Getting Netpbm

Getting Netpbm

Netpbm Source Package

The most basic way to get Netpbm is to get the source package from the Netpbm Sourceforge project and build it for the particular system on which you want to run it.

Netpbm has a sophisticated system of releasing source code (see Release System), but you probably don't need to know any more than the following to download Netpbm.

No matter how you get the Netpbm source code, you have to build it, following instructions and using tools in the package, before you can install and use it.

The source code packages do not contain documentation. The documentation is online, and if you want a local copy, you can get it from the userguide directory in Subversion:


    svn checkout http://svn.code.sf.net/p/netpbm/code/userguide userguide

(Before 2013, there was also a way to get a tarball, using a Sourceforge feature that generated it from the Subversion repository, but Sourceforge withdrew that service).

There are more details on installing local documentation in the source code pacakge in the doc/USERDOC file.

At any particular time, there are 3 Netpbm releases from which to choose:
Series name Bugs Features How to download
Super Stable Very few more than 3 years old Conventional source code tarball from Sourceforge
Stable Few 1/4 - 3 years old Subversion
Advanced Many up to 1/4 year old Subversion

Note that none of these releases we're talking about have any known bugs.
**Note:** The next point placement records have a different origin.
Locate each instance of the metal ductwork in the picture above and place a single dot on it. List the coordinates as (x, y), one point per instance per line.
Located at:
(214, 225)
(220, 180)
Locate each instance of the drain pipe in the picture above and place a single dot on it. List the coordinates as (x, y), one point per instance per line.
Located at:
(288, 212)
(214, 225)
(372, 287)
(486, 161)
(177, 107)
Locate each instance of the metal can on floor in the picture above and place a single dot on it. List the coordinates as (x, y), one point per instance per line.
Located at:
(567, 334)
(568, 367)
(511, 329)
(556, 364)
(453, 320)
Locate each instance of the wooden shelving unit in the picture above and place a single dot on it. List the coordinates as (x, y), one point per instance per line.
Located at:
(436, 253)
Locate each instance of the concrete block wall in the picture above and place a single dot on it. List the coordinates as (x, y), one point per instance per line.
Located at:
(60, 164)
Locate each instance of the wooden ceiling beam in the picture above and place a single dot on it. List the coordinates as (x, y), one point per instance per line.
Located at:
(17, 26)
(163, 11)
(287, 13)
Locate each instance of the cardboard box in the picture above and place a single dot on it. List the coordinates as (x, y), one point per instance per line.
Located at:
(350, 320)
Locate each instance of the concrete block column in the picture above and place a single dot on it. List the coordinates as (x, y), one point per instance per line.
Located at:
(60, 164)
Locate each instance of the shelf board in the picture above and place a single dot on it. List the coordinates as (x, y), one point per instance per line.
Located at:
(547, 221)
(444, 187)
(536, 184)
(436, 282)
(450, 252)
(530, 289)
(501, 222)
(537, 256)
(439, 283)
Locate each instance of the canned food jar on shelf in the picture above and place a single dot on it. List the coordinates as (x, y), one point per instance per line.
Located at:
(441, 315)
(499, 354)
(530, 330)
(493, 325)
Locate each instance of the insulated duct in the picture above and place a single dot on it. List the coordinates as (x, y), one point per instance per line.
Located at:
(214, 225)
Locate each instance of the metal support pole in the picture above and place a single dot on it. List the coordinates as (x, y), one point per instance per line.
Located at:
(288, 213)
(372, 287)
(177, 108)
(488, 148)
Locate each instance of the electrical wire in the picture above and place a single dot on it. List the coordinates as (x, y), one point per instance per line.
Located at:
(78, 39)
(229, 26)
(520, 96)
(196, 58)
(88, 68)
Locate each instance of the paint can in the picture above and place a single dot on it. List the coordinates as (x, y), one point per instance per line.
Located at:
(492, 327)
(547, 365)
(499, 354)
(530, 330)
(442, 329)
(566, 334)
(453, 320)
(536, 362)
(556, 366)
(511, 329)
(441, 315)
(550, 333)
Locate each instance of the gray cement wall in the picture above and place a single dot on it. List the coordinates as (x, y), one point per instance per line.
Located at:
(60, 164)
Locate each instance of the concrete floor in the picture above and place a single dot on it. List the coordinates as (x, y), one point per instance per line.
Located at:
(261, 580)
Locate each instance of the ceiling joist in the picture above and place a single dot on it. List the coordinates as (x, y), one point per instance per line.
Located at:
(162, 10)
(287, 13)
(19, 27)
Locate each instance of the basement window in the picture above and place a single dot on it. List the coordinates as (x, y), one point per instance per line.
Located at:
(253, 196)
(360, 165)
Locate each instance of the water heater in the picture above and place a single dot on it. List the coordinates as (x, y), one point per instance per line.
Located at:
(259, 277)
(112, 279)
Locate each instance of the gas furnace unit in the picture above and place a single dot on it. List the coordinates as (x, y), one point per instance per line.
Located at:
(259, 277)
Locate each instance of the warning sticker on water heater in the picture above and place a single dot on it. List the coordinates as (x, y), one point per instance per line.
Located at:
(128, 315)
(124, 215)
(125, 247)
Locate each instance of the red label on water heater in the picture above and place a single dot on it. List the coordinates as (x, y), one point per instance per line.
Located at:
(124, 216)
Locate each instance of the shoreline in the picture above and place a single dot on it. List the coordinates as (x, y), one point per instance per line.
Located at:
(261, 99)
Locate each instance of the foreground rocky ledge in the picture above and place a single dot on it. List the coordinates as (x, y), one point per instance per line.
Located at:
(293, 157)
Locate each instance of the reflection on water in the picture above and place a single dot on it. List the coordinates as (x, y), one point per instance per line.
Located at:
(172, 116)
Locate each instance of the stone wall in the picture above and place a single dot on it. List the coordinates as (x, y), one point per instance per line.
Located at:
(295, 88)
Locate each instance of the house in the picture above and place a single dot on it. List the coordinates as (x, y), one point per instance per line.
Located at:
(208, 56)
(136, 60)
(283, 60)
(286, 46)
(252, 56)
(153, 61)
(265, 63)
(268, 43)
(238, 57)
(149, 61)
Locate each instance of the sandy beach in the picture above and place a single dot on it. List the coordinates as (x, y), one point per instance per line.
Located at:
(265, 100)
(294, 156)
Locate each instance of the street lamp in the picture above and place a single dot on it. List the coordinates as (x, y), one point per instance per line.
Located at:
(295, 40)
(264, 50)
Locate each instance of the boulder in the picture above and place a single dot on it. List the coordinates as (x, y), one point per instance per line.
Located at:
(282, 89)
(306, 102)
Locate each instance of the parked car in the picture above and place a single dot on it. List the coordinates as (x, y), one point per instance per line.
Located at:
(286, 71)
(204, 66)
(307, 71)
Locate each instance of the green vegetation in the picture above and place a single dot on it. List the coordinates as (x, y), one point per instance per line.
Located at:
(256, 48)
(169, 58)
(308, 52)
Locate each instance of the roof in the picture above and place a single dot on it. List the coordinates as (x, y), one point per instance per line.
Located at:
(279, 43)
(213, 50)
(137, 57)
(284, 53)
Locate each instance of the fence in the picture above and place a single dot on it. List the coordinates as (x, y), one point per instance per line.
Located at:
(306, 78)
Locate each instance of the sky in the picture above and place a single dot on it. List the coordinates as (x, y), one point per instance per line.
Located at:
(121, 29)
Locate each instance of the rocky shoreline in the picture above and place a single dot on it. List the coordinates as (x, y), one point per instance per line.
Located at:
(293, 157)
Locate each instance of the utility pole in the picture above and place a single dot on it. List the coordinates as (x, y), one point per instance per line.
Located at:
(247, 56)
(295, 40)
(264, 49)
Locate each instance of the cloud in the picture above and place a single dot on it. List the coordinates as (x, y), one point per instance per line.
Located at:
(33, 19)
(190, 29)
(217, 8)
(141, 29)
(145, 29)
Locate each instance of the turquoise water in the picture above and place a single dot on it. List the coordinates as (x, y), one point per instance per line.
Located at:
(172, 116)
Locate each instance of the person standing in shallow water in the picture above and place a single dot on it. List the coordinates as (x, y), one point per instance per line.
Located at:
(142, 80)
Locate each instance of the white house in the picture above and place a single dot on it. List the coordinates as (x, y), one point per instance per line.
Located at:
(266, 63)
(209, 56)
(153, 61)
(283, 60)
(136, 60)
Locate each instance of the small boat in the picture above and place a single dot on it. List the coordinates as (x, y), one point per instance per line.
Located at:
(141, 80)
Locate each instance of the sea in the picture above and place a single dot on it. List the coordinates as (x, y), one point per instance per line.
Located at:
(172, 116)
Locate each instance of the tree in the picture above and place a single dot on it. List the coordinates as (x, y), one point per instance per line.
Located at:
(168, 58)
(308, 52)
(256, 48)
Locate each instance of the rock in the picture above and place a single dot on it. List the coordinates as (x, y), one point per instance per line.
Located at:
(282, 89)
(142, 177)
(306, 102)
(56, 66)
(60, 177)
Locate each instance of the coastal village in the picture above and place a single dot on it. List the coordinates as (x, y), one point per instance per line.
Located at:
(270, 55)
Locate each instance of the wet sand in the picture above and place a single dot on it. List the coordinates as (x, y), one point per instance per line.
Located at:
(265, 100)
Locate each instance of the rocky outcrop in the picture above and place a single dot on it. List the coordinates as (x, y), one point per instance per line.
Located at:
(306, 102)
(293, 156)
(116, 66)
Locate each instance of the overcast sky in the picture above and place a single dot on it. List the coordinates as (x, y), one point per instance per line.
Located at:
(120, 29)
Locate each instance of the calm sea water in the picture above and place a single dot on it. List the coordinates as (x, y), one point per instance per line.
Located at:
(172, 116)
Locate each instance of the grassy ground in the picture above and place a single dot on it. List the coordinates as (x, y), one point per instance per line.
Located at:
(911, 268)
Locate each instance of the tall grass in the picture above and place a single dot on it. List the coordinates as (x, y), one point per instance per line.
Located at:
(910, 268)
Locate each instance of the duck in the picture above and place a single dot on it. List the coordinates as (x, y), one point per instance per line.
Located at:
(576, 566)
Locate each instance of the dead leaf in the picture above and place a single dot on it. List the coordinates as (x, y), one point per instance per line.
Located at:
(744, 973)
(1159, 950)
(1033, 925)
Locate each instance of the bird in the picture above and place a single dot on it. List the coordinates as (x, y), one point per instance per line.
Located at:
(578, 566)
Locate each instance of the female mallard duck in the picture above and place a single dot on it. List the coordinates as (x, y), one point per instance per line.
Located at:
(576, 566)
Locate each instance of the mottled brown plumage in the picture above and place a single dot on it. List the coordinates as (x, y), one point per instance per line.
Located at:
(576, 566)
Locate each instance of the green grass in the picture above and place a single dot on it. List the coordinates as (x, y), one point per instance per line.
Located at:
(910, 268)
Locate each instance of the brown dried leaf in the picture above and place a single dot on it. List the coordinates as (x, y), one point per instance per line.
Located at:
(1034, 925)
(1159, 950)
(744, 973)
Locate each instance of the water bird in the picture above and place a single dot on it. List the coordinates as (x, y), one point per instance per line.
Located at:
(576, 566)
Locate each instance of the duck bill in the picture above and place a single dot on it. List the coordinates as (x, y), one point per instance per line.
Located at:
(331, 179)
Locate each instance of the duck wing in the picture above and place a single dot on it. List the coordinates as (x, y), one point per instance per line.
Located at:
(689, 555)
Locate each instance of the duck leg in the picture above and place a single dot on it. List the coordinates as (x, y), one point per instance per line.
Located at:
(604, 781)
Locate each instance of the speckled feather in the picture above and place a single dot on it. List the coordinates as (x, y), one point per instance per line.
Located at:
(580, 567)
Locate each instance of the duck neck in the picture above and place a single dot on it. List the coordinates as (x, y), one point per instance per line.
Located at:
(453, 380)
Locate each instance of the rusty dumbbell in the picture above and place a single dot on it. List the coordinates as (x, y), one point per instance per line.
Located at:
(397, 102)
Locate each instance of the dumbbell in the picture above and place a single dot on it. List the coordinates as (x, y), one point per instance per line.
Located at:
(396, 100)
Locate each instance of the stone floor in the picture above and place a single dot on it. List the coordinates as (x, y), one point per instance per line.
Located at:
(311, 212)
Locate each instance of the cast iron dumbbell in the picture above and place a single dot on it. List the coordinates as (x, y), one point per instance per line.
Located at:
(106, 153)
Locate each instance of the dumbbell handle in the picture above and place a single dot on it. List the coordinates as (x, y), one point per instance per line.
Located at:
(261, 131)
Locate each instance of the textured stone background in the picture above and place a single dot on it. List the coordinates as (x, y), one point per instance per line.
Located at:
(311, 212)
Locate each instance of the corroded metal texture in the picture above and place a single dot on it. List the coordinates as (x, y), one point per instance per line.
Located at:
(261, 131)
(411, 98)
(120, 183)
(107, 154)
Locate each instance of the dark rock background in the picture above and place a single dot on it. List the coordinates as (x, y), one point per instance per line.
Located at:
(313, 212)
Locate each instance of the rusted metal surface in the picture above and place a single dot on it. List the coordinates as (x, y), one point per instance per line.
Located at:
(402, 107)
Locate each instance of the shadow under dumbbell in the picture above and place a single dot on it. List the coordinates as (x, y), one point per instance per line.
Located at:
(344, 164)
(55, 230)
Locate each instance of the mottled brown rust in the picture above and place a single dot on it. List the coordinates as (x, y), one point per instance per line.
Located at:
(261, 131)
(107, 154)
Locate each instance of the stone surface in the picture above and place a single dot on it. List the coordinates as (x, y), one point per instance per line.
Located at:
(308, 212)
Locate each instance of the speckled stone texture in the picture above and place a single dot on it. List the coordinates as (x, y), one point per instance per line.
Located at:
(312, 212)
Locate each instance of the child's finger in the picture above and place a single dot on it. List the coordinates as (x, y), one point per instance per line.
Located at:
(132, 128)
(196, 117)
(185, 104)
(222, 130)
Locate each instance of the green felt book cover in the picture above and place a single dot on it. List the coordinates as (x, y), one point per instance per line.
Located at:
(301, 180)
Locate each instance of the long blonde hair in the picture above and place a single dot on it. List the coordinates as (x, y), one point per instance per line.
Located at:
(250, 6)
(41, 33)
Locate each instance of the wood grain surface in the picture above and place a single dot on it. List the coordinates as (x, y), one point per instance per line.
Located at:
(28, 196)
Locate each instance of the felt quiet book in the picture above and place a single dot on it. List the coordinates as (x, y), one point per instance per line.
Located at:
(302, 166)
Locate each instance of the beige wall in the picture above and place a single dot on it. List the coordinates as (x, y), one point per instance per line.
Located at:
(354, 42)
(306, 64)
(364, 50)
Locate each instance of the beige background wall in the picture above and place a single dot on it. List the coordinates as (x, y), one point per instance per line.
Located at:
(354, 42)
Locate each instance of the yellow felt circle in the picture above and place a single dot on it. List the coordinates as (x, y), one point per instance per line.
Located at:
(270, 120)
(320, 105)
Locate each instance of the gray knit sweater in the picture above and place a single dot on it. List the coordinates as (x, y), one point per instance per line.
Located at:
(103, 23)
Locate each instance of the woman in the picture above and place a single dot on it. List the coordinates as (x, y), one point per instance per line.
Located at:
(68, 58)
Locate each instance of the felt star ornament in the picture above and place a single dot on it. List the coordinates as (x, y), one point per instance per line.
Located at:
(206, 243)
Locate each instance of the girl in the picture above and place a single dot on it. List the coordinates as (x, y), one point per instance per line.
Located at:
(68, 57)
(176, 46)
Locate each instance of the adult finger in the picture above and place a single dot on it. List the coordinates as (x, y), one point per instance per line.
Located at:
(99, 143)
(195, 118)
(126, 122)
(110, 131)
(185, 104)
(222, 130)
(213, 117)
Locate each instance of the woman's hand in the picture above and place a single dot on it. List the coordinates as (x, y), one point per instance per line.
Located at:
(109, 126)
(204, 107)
The bugs are those that haven't been reported yet.

Downloading A Tarball

Get the tarball for the Super Stable release from Sourceforge.

This is a highly conventional Unix source code package. Use the conventional Unix program tar to unpack it. It is Gzipped.

The project does not distribute tarballs for the other release series.

You can get Sourceforge to make you a tarball of the current Development release. It is a rather quirky feature of browsing the code.

(Before 2013, there was a way to get a tarball of all the series, using a Sourceforge feature that generated it from the Subversion repository, but Sourceforge withdrew that service).

Downloading From Subversion

Downloading from Subversion is not a common way to get a release of software, but it is very easy. You need a Subversion client program to do it, but even that is not hard to get, and you may well find other uses for a Subversion client later.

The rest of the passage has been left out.